The newspaper article documents their seven day trek down the river and the hardships that they endured, including losing their rusks to the river which meant that the two men had resort to shooting birds and asking the locals for help in order to feed themselves.
The pair left Pietermaritzburg on the 3 January 1893 and arrived at the mouth of the uMngeni River on 10 January, avoiding a near drowning along the way and managing to complete the journey.
The pair managed to get themselves to Durban with some bumps and bruises but, more or less, in one piece. It is unsure how much influence these two men had on the modern day Dusi Canoe Marathon but having shown that it is possible to navigate one’s way through the valleys of KwaZulu-Natal, the pair’s efforts could only have given others the hope that they too, might be able to complete the feat.

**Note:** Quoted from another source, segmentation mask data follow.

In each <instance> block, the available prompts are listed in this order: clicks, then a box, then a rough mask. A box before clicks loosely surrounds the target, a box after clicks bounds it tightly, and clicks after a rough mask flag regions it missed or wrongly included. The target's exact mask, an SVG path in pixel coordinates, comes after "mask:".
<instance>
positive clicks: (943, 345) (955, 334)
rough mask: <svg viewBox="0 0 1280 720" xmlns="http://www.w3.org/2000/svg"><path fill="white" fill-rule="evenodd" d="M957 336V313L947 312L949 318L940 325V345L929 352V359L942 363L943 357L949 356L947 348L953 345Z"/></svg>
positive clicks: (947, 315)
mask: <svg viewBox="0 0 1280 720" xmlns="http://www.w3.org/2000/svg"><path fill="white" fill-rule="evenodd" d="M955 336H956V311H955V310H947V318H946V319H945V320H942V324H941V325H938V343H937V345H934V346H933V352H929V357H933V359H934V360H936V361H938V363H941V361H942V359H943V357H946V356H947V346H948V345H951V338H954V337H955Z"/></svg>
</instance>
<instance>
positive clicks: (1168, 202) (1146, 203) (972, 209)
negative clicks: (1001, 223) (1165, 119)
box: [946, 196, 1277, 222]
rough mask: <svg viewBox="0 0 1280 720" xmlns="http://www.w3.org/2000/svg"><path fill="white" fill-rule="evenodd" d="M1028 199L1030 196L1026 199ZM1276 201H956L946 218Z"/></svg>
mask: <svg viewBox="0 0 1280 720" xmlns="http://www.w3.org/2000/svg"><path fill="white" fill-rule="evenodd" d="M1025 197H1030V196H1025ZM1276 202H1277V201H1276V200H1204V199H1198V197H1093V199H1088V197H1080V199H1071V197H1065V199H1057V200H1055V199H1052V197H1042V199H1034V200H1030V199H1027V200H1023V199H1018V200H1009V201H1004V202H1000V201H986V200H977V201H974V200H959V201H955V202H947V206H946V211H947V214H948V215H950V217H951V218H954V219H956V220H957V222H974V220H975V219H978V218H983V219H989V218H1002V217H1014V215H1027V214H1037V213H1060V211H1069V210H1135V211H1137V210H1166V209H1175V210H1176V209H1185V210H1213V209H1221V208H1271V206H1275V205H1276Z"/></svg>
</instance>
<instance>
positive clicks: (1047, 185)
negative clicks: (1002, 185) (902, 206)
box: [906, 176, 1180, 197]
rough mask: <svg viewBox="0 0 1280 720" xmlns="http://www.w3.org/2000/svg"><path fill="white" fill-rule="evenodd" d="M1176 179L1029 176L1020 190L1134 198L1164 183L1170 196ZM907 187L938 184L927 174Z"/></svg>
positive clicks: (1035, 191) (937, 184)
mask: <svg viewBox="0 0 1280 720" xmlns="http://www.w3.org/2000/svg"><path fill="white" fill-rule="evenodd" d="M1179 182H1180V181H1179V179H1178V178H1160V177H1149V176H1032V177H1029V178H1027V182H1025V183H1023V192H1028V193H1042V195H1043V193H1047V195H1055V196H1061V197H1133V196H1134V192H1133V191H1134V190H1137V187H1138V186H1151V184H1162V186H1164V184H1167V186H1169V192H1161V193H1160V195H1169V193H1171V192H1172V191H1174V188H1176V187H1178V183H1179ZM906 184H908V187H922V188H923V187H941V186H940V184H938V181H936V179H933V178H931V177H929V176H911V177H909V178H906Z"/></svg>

It was a number of years after the two men complete this initial challenge that official founder of the Dusi Canoe Marathon – Dr Ian Player – took to the river to navigate his way to Durban from Pietermaritzburg. Player made the journey in 1951 and the event has since grown into one of the most iconic canoeing races in the world.
In a tribute to the two brave and inquisitive wanderers there is a causeway along the river named in their honour – Marianni Foley causeway – that is negotiated by paddlers on the second day of the Dusi Canoe Marathon.